Heartening news from the Appropriations Committee yesterday: they voted to cut aid to farmers generally, and to make significant changes to an egregious cotton program. But first, some background.  You’ll recall the embarrassing deal made by the Obama administration last year to head off Brazil’s right to impede American exports in retaliation for WTO-illegal cotton support. The United States is, in other words, now sending almost $150m worth of “technical assistance” and “capacity building” funds to Brazil, just so we can continue to subsidize American cotton growers without penalty (so much for U.S. promotion of the rule of law in international commercial relations). Rep. Ron Kind (D-WI) tried to end that deal earlier this year, but to no avail. Big Ag’s friends in Congress argued, unfortunately successfully, that any changes to the cotton bribes should be dealt with in the context of the 2012 Farm Bill, and by the agriculture committees (good luck with that).
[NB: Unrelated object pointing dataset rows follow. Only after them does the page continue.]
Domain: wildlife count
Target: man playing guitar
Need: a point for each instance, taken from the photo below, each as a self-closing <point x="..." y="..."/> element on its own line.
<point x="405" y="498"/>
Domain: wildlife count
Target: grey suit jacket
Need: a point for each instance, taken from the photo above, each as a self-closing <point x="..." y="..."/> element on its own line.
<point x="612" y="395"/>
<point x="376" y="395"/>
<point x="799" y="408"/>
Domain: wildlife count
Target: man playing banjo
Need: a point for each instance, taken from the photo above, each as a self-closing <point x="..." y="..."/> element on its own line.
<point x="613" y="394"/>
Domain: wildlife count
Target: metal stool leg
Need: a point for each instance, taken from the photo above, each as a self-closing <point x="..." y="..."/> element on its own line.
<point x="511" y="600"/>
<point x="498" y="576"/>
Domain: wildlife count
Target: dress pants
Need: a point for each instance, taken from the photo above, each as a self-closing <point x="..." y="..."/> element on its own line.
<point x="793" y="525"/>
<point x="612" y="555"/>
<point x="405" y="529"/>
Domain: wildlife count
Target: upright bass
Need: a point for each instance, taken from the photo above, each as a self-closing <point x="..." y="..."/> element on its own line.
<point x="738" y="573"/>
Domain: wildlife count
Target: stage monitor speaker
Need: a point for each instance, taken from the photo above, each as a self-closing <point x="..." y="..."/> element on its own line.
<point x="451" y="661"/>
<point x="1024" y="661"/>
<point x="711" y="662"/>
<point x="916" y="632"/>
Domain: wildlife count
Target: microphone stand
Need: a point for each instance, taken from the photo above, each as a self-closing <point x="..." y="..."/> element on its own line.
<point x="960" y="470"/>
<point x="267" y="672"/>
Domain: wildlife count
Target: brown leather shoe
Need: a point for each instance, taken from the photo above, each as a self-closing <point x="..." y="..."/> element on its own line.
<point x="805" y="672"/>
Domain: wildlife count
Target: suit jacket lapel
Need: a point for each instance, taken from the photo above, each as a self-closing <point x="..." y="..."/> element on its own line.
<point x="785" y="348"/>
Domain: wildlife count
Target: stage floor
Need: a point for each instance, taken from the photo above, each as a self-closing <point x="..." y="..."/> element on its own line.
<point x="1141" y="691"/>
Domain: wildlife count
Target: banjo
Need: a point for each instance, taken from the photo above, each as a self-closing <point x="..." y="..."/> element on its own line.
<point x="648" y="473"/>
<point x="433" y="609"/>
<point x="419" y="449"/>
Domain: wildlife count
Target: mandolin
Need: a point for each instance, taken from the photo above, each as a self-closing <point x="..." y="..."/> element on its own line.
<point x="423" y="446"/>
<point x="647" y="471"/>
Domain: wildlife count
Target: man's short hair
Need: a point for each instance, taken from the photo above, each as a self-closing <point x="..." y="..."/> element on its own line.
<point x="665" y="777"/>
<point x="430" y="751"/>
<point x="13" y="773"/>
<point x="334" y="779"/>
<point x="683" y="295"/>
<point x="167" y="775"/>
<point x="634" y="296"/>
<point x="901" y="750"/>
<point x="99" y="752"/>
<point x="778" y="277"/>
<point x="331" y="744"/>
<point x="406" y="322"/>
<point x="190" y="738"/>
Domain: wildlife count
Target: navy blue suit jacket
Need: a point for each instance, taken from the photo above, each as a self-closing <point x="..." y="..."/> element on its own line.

But yesterday, the Appropriations Committee approved by voice vote an amendment from Rep. Jeff Flake (R-AZ) to take the fiscal 2013 payment to Brazil from funds that would normally go to supporting U.S. cotton growers. According to an article [$] in the Congressional Quarterly, Rep. Flake argued that “American cotton growers should pay the bill since the United States was making the payment on their behalf.” Well played, sir.  Rep. Rosa DeLauro (D-CT) filed an amendment that would send the FY2012 cotton payment to the Women’s, Infants and Children nutrition program instead.

The Committee also voted to lower the income eligibility cap to $250,000 AGI.

The CQ article did contain this worrying footnote, however:

Support for the amendments may be tenuous — especially if lawmakers cannot hide behind the anonymity of a voice vote. After winning the voice vote in committee, Flake sought a roll call, prompting appropriators of both parties to suggest that he did not need the recorded vote. Flake took their advice and demurred.

 Leglislators are usually shy about publicizing their positions only when they think it could get them in political hot water, so let’s not uncork the champagne yet.